OpinionPREMIUM

TOBY SHAPSHAK: Tweeter-in-chief gets fired

At last, Donald Trump is held back on Twitter — but his destructive influence on social media isn’t going away

US President Donald Trump. Picture: REUTERS/CARLOS BARRIA
US President Donald Trump. Picture: REUTERS/CARLOS BARRIA

It turns out there is a way to get President Donald Trump off Twitter. All that has to happen is for him to lose the US presidency. Now we know. And now that he has lost, it is heartening to know that Facebook and Twitter, two of the greatest titans of the tech empire, have found their spines.

The Washington Post calculated that Trump has told 25,000 lies in the past few years.
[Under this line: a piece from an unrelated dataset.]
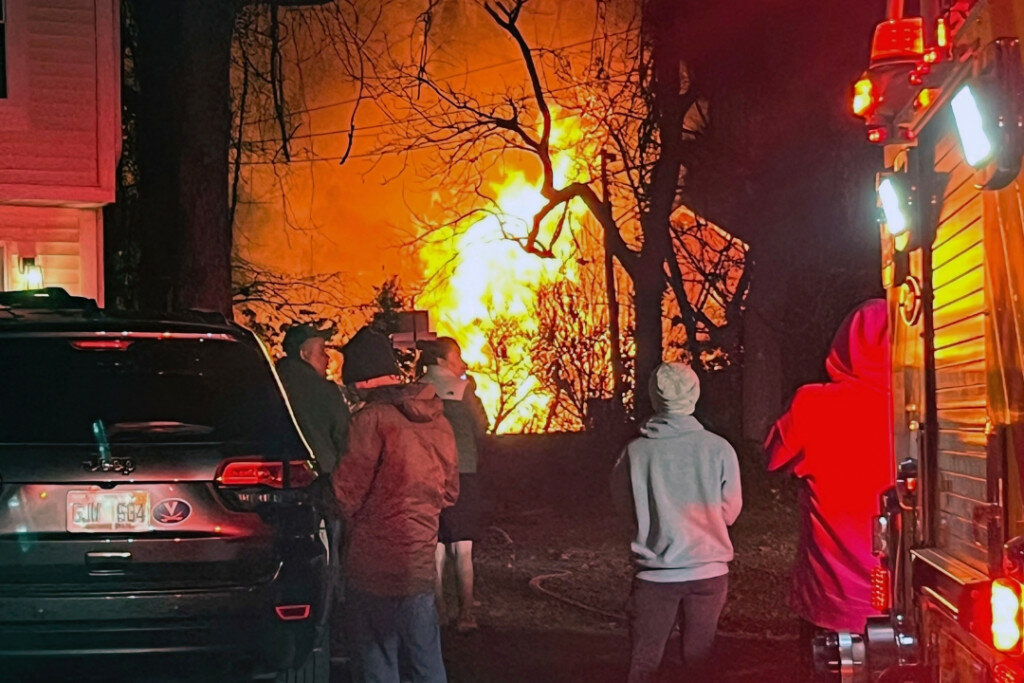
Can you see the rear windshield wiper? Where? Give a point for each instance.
(157, 428)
Most of those, until now, have never been fact-checked by social networks, which have been too afraid of the tweeter-in-chief.
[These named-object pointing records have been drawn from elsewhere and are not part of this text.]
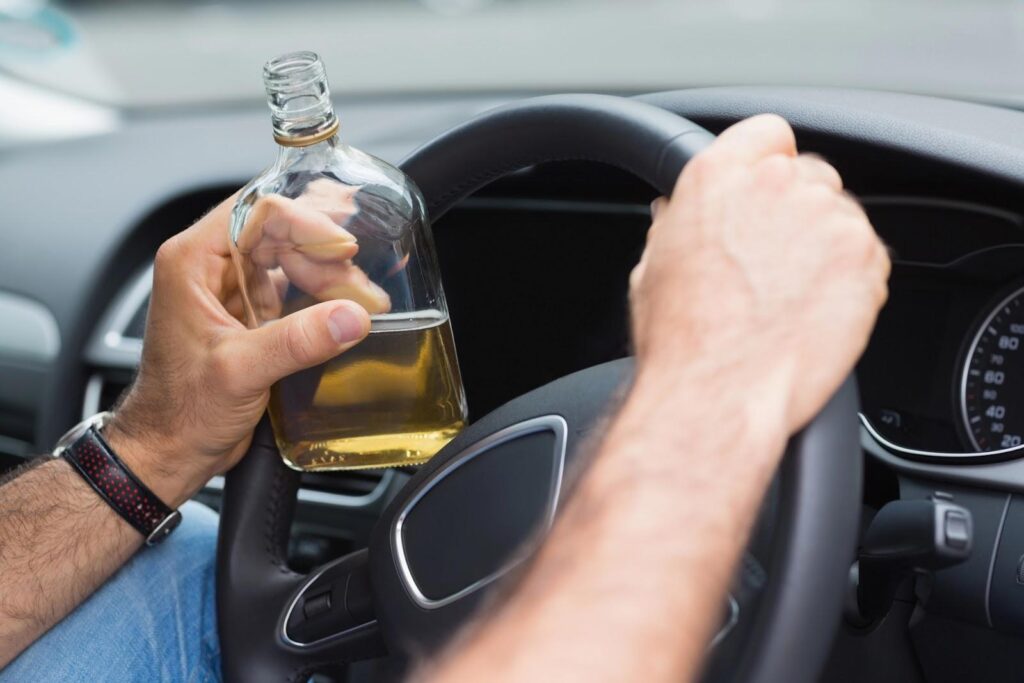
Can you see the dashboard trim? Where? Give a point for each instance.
(951, 456)
(28, 330)
(109, 346)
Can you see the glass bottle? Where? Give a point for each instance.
(328, 221)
Finally, instead of allowing his rampant lies and misinformation, Twitter hid Trump’s tweets behind a warning: "Some or all of the content shared in this Tweet is disputed and might be misleading about an election or other civic process." One was labelled: "This claim about election fraud is disputed."

These two statements are true for just about everything he has ever said, including his very first public rant about the US presidency: his early claim that former president Barack Obama wasn’t born in Hawaii.

Social networks have never fact-checked Trump’s posts

Trump is a liar, a bully and a narcissist. Not only has he forced US politics to take seriously those feeble-minded lawmakers who live on Planet Republican (see any of the engagements by Congress with the big tech firms about "censoring conservatives" for proof), but he’s drawn the world’s discourse into the gutter that is Planet Trump. In this alternative reality, North Korean dictator Kim Jong-un — who described theirs as "a special friendship" — was sent 27 "love letters" by Trump, who told a rally in September 2018: "I was really being tough and so was he. And we would go back and forth … He wrote me beautiful letters. And they’re great letters. And then we fell in love." Meanwhile, despite warnings that Russia was trying to manipulate this month’s US elections, as it did in 2016, Trump declared of President Vladimir Putin: "I like Putin, he likes me."

Of course, this is going to be a torrid time in US politics as the master social media manipulator (with nearly 90-million Twitter followers) is expected to go on an angry rant — declaring the elections were stolen, fighting perceived foes, blaming the "lamestream media" and claiming conservative voices are being silenced on social media. You know — with all the usual dignity and inclusivity that Trump’s four years of hell have shown us — what is to be expected from the man with such small fingers. Expect pardons for political allies, racists and white supremacists, as well as a range of other wacky Trumpisms.

Conceivably, he can’t issue any more executive orders against social media firms — or ones that can’t be defeated in court before January 20 next year — but those are likely to be signed by him anyway.

Perhaps the tweet that sums up the Trump years so well – and with his trademark disregard for grammar, fact and intelligence — is this one from last Saturday: "I WON THIS ELECTION, BY A LOT."